The third, and final, goal of this book is to specify precisely such an analytic framework for the study of international continuity and change. I develop an approach to this problem, called “relational institutionalism,” in the second chapter. It combines key aspects of sociological-relational analysis with historical-institutionalist sensibilities. This framework provides the theoretical infrastructure for my explanation of the book’s primary puzzle, as we all as for how we should understand early modern Europe as an instance of international change. But I also intend it to serve as a novel way of approaching inquiry into continuity and transformation in world politics. Relational institutionalism, I argue, incorporates insights from the major prevailing approaches to the study of international relations; it also provides a way of reconciling some of their apparently very different claims about the fundamental dynamics that drive international relations.

3. I largely avoid the debates over state formation and “regime type,” but I expect that the standard answers apply: differences in institutions, economic and fiscal strategies, and key related choices, explain much of the divergent impact of overseas trade. Jan de Vries, in fact, is far more qualified to provide answers that I am.

A. The Spanish Habsburgs adopted policies very early on that placed a disproportionate tax burden on the productive areas of Castile’s economy while creating significant exemptions for its aristocracy; their bargain, set decisively in motion after the Comuneros revolt, weakened the ability of the Cortes to effectively represent urban interests while, over time, shifting political-economic power increasingly away from them. This wasn’t sufficient to render them irrelevant, but they lost the degree of influence that the “third estate” achieved in England and the Dutch Republic.

B. One would, of course, want to add a great deal about the development of early capitalism in the Low Countries, the conditions that made such developments possible, and the ways in which both England and the Dutch pursued overseas wealth via merchant capitalists intent on penetrating Spanish Habsburg monopolies in the Americas and East Asia.

C. The Spanish Habsburgs, moreover, resolved their “pluralism” problems by effectively excluding Protestants, suppressing (and then expelling the bulk of) the Moriscos, and so forth.

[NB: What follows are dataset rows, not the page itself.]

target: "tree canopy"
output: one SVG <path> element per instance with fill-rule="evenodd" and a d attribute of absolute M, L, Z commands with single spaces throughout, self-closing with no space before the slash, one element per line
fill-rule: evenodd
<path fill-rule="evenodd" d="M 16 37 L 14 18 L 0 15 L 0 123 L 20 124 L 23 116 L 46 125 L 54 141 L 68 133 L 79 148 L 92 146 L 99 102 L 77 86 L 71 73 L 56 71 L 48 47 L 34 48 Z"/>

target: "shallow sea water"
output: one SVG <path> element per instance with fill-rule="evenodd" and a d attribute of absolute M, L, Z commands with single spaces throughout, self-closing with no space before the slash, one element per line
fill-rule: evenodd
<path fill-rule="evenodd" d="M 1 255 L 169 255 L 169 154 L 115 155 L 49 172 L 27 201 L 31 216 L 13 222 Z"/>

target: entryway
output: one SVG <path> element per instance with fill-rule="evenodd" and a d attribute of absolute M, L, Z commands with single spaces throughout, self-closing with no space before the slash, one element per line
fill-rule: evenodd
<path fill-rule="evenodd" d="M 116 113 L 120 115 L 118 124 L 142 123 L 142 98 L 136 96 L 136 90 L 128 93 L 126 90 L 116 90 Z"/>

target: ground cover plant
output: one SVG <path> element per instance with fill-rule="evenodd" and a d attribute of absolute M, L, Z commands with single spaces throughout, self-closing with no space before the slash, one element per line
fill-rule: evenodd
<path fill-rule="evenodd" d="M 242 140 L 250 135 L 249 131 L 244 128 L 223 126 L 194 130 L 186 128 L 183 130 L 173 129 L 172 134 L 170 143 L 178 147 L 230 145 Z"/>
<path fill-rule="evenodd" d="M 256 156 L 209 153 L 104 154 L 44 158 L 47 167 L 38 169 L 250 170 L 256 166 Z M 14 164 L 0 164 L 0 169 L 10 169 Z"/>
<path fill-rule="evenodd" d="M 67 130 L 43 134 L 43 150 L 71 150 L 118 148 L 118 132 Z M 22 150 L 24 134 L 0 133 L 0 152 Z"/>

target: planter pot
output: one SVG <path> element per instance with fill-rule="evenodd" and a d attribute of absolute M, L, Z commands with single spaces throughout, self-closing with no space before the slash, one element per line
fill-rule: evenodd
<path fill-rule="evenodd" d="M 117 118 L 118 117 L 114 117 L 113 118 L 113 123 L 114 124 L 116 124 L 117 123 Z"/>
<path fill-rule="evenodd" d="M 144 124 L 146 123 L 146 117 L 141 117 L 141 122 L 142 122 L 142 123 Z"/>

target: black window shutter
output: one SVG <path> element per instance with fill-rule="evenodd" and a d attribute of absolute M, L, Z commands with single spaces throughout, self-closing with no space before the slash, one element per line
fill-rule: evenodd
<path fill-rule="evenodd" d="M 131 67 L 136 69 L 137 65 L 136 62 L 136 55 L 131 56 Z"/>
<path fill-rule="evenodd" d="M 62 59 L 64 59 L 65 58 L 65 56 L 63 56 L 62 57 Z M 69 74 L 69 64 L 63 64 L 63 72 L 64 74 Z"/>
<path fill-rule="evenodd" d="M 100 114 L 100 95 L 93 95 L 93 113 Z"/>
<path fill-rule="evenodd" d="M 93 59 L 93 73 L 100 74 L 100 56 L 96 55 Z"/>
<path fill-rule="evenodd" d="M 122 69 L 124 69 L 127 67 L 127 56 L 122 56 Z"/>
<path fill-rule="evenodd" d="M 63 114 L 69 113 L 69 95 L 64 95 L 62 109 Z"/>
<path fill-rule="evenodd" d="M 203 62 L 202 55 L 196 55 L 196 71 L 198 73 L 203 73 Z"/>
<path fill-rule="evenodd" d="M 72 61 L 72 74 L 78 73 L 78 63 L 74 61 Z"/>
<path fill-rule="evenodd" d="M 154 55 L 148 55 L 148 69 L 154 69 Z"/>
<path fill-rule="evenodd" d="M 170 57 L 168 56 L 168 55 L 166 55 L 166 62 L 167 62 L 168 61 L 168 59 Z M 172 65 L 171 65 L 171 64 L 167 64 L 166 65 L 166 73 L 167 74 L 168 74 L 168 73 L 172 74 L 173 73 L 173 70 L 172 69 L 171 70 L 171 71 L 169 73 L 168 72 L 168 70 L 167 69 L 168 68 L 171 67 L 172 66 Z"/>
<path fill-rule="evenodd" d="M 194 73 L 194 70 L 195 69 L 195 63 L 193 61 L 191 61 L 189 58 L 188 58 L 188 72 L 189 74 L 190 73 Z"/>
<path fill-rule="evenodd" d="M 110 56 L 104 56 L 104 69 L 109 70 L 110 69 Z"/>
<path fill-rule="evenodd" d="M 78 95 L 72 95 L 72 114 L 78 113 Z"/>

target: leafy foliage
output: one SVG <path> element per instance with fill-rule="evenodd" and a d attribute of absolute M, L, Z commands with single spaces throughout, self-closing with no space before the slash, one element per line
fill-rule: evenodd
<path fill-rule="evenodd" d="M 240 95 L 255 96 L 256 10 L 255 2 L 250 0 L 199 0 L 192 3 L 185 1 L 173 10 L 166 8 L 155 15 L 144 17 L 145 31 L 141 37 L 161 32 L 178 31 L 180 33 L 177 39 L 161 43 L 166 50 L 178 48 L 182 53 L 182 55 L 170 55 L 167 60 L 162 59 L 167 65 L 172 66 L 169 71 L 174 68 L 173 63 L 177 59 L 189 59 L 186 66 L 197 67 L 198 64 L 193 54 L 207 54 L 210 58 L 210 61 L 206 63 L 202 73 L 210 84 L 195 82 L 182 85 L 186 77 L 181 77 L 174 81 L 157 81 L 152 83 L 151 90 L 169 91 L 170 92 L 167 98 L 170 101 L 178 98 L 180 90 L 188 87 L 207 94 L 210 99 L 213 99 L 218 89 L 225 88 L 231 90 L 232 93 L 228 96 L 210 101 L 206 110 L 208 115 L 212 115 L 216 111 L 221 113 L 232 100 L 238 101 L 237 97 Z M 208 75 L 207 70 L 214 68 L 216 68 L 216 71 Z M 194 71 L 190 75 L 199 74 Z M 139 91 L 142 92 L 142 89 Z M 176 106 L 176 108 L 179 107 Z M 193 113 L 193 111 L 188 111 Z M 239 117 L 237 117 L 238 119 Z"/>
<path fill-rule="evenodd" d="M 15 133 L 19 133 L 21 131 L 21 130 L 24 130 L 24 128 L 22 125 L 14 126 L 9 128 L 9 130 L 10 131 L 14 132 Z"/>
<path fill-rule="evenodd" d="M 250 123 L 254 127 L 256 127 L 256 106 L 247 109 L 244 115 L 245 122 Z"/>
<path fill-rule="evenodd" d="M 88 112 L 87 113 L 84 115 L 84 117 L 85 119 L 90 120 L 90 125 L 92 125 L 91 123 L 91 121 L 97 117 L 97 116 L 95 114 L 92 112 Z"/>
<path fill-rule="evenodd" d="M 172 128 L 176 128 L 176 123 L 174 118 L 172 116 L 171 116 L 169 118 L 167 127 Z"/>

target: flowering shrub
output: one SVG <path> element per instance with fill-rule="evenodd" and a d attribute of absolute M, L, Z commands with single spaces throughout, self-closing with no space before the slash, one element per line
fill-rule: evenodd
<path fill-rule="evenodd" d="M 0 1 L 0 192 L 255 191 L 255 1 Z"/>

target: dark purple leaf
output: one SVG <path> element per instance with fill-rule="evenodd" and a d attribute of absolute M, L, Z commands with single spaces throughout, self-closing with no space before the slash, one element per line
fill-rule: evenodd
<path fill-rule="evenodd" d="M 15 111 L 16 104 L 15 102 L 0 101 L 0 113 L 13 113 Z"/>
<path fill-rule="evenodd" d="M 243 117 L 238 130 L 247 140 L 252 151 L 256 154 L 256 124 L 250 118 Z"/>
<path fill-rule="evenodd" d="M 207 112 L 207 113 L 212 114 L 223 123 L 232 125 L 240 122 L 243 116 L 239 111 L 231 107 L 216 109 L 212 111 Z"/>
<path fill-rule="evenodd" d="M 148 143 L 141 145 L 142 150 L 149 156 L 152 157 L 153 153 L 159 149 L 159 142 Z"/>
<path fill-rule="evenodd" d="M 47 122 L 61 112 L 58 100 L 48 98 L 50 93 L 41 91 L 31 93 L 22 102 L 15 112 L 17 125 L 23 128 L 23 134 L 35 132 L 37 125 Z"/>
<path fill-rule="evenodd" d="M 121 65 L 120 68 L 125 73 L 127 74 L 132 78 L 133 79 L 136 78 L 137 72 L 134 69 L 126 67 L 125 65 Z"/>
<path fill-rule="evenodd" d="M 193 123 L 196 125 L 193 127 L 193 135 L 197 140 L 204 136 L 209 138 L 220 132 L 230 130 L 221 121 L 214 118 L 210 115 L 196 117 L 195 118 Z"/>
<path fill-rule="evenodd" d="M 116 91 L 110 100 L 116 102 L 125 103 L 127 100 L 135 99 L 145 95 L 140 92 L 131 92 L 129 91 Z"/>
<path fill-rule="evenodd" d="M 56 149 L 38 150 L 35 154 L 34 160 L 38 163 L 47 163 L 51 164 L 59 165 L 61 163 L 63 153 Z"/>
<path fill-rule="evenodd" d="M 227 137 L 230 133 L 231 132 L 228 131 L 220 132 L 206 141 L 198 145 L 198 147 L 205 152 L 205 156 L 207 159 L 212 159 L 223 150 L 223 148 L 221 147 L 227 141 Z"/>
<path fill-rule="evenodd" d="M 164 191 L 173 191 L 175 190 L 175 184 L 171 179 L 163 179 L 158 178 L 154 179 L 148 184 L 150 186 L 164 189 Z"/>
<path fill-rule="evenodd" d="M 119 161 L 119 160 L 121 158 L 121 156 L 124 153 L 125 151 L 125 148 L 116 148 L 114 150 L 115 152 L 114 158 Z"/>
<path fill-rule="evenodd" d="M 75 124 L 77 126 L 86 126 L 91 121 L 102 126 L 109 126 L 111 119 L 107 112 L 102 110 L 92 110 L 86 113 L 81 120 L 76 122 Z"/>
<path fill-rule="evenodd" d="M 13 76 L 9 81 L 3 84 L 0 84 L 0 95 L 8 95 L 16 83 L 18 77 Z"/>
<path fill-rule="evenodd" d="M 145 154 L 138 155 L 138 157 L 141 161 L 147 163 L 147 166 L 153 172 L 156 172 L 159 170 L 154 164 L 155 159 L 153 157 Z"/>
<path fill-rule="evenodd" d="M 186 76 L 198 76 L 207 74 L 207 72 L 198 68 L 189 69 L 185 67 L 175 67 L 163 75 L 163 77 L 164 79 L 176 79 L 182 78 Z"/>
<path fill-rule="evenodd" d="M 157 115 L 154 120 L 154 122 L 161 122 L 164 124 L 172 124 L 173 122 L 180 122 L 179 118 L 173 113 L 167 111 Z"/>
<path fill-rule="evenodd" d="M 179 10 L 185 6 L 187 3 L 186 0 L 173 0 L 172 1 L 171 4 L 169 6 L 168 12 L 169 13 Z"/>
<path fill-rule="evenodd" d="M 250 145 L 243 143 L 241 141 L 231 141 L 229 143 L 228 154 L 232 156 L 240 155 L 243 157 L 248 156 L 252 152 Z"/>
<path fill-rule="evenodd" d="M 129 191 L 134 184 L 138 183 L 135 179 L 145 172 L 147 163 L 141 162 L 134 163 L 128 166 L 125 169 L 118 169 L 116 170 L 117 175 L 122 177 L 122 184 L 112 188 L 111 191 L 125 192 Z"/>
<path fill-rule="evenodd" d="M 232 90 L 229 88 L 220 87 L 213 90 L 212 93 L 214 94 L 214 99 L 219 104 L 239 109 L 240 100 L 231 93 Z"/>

Britain, and the Dutch in particular, ultimately accommodated–even if, by contemporary standard, in a fairly limited way–to the existence of large religious groups in their territories that did not accept the doctrines and rituals of their state churches. Significant Catholic and non-conforming populations persisted in both polities throughout this period, even, with sometimes violent results, within their state-sanctioned churches. So both developed vibrant trading classes under conditions of religious heterogeneity, while Castile developed neither.

Finally, Deborah Boucoyannis’ dissertation, “Land, Courts and Parliaments: The Hidden Sinews of Power in the Emergence of Constitutionalism”, provides a novel approach to some of these questions.

Re: Charles of Habsburg’s travels. The important point is, as Brad suggests, that he maintained a mobile court. Philip II ended this practice, with consequences that form a part of my account of the dynamics of resistance and rule in the Spanish Monarchy.